Discussion in 'Rifle Country' started by Spencer_Murphy, Sep 19, 2022.
If you want a shooter, that one would be the one to choose.
At present 32-40 is a handload only proposition -- and even then brass isn't easy to source. Starline supposedly did a run, but good luck finding any. I recently had a Ruger No.1 action rebarrelled in .32-40 and I use slightly short cases made from reformed .30-30 brass.
By comparison, for 38-55 you can get both newly-loaded ammo (not cheap) or new Starline brass:
The .32-40 uses an 8mm bullet, somewhere in the .319-.323" range; the .38-55 takes a .375 bullet in the .377-380" range. I have no idea what bore sizes Savage chose, so I would slug the bore first thing.
Both cartridges are conical, in that the base of each case is larger than the neck with no appreciable shoulder. They are roughly equivalent ballistically. Neither is particularly difficult to handload when you have suitable components, and handloading is the way to go with both of these chamberings. One nice thing about the Savage 99 rotary magazine is that you don't need the heavy crimp or case cannelure required with tubular magazines.
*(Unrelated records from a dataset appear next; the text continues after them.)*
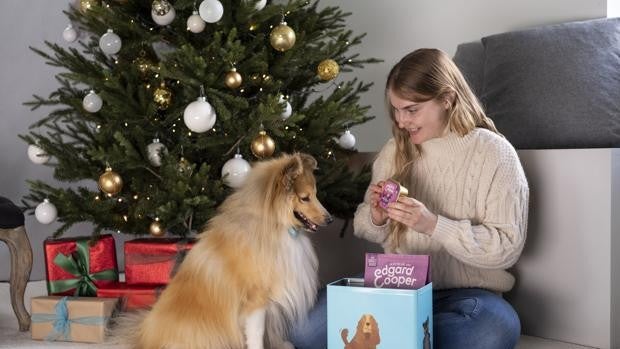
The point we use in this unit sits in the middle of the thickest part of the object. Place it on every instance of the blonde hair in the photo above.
(420, 76)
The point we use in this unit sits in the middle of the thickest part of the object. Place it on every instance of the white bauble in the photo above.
(165, 19)
(110, 43)
(199, 116)
(154, 152)
(288, 110)
(235, 171)
(347, 140)
(92, 103)
(69, 34)
(211, 11)
(195, 24)
(260, 5)
(45, 212)
(37, 155)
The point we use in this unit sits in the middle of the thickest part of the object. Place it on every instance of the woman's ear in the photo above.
(448, 100)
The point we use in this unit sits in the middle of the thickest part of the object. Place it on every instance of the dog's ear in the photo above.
(292, 169)
(308, 161)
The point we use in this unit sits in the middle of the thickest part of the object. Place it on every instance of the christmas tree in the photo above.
(164, 103)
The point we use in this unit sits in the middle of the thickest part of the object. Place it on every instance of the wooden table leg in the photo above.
(21, 265)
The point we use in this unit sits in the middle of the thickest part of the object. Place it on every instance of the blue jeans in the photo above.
(462, 318)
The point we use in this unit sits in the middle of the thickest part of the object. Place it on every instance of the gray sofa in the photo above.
(554, 92)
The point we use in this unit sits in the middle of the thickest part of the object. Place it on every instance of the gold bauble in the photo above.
(86, 5)
(328, 69)
(233, 79)
(110, 182)
(157, 229)
(263, 146)
(184, 167)
(161, 7)
(162, 97)
(282, 37)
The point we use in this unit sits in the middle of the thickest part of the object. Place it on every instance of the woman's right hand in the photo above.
(377, 213)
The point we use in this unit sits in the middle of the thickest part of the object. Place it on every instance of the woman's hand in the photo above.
(413, 214)
(378, 214)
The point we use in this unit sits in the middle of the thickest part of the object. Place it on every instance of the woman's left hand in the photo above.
(413, 214)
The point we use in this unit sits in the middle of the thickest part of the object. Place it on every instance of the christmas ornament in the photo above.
(162, 97)
(263, 146)
(110, 182)
(233, 79)
(162, 12)
(156, 229)
(69, 34)
(37, 155)
(92, 103)
(347, 140)
(110, 43)
(199, 116)
(88, 4)
(282, 37)
(154, 152)
(259, 5)
(211, 11)
(288, 110)
(184, 166)
(195, 24)
(45, 212)
(235, 171)
(328, 69)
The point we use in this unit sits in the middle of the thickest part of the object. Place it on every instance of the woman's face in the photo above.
(423, 121)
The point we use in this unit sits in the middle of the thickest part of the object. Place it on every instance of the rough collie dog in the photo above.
(253, 271)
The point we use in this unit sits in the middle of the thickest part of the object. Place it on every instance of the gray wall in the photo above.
(394, 28)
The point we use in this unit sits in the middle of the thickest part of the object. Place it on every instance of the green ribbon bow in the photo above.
(78, 264)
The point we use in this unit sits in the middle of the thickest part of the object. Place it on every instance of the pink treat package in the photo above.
(390, 192)
(396, 271)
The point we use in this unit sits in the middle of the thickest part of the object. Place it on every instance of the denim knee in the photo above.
(474, 318)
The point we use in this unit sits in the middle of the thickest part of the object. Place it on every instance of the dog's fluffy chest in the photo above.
(299, 279)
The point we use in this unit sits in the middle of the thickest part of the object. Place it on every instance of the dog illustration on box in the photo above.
(366, 335)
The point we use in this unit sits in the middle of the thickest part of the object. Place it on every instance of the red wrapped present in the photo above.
(131, 297)
(153, 261)
(78, 266)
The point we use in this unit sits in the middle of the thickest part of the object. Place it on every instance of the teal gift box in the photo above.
(366, 317)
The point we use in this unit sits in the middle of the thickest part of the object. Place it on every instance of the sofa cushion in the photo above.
(469, 57)
(556, 86)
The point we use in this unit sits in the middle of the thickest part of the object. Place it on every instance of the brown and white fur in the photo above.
(248, 278)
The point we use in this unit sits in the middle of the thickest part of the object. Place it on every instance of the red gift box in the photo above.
(152, 261)
(78, 266)
(131, 297)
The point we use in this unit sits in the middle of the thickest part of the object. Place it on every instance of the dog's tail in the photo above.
(124, 329)
(345, 336)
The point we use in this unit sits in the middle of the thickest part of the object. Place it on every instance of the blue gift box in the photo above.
(381, 317)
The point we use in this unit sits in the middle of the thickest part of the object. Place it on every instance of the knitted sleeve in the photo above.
(498, 240)
(382, 169)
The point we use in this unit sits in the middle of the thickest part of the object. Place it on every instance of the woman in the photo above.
(467, 205)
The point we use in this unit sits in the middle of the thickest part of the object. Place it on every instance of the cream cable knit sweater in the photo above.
(476, 185)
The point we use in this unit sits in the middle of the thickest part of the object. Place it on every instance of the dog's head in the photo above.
(299, 184)
(288, 189)
(368, 329)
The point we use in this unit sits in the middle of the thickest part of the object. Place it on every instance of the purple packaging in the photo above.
(390, 192)
(396, 271)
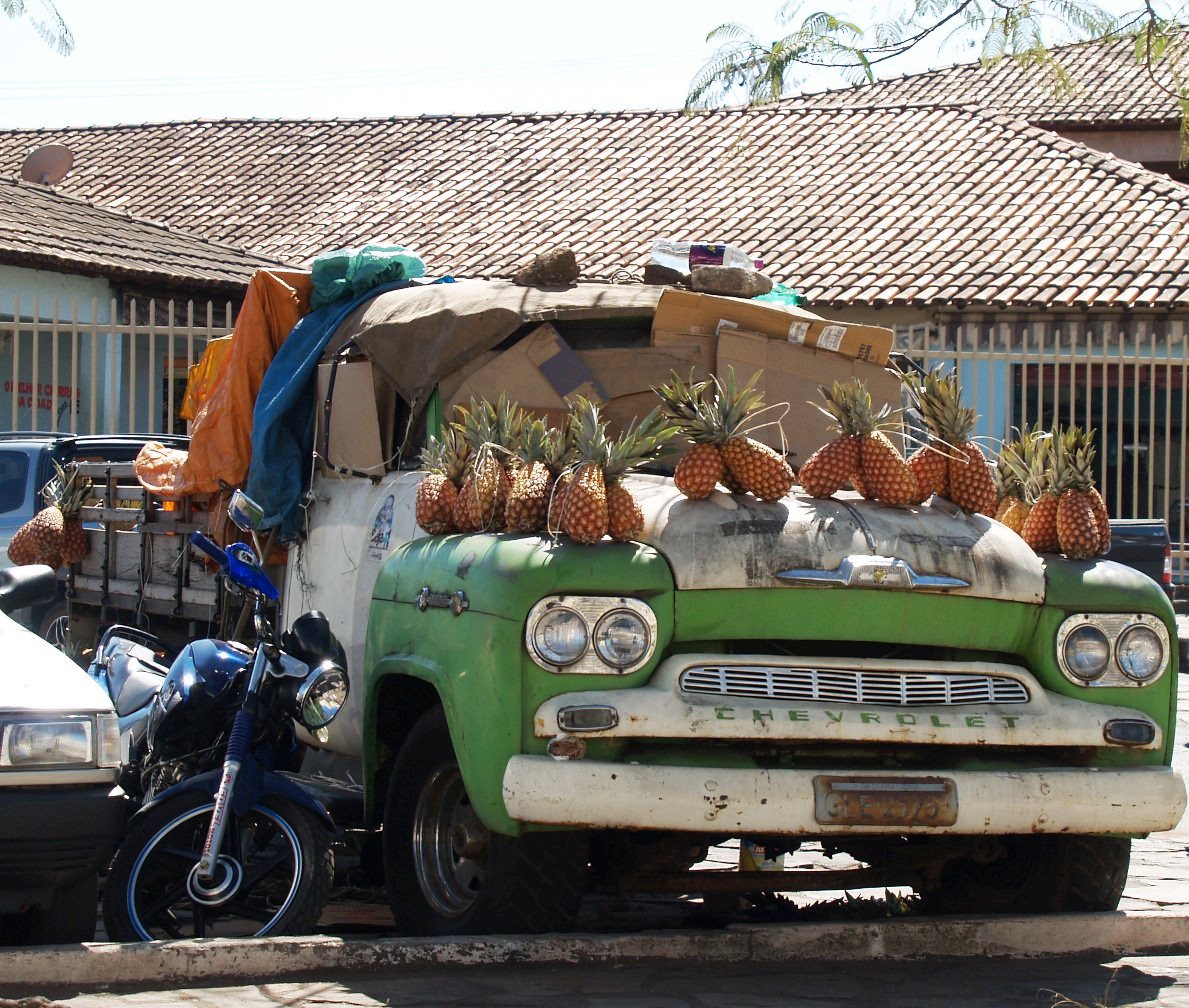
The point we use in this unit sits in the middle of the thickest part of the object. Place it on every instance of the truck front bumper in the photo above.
(584, 793)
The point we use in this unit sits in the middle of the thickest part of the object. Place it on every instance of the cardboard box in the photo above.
(629, 376)
(539, 372)
(791, 375)
(686, 312)
(356, 440)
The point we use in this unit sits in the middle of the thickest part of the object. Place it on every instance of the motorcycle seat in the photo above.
(132, 682)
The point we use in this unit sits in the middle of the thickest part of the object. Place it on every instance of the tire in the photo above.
(55, 628)
(1037, 874)
(447, 874)
(69, 919)
(280, 851)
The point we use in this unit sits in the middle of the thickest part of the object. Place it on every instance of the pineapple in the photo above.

For me, I would base my choice mainly on the condition and features of the rifle. If you only want to shoot factory ammo, pick the best condition rifle as an investment and shoot something else.
That's what I was going to say. I have a few friends that shoot the .38-55... so if you run into problems, I'm sure we can find a solution. The .32-40 is an orphan.
I have 2 99's... a modern one, a 99F, in .308... and a pre-war (1923) 99B (I think) takedown in .30-30. That one has been, I was told by the guy I bought it from, refinished at one point... but if it is, I sure can't tell... they did that good of a job. It has it's share of bings and bangs, nothing for a 100 year old rifle that has been used. If you are put off by the patina of the worn receiver, I'm sure someone can refinish it, and the wood, too, if necessary. If you like honest wear on a firearm... then you are in high cotton.
The 99 is one of those firearms you really don't want to breakdown or disassemble to clean or whatever, unless you are very handy, and very patient.
Handloading for the .38-55 should start with slugging the bore... if you are going to shoot cast, you will need to know what size bullet you will need to match the bore.
Are the stocks the same? Pistol or straight grip? Any checkering? I have a pair, one in 22 Savage HP and one in 300 Savage.
Pistol grip vs straight
bores or each rifle with a bright light at least, a bore scope would be good or have a decent gunsmith do it. The .38-55 sounds pretty rough on the outside, but it’s the inside that counts. I’ve reloaded for both, the .38-55 is my personal favorite but the .32-40 was overall a bit easier to load for. In a good firearm both can be quite accurate - by hunting standards anyway.
The real issue is 100 year old rifles don't handle the same pressure as newer guns in the same caliber. And either gun should be hand loaded to safe 1900 pressures.
Both calibers bring a 20% premium. A 100% graded 1899A gun will bring $1,300 per the Gun Blue Book.
Savage introduced the B,C,D and F and they bring different values. Would need more specifics to give you an estimate.
Add 100% of the value if stock is fancy checkered deluxe grade wood or 30% for checkered plain grade wood.
These values are for standard 99’s. Less than a thousand came engraved and can run from $2,500 to $75K and will need to be appraised individually by a competent appraiser.
Rifles under SN 90K should be inspected for cracking at rear left corner of receiver.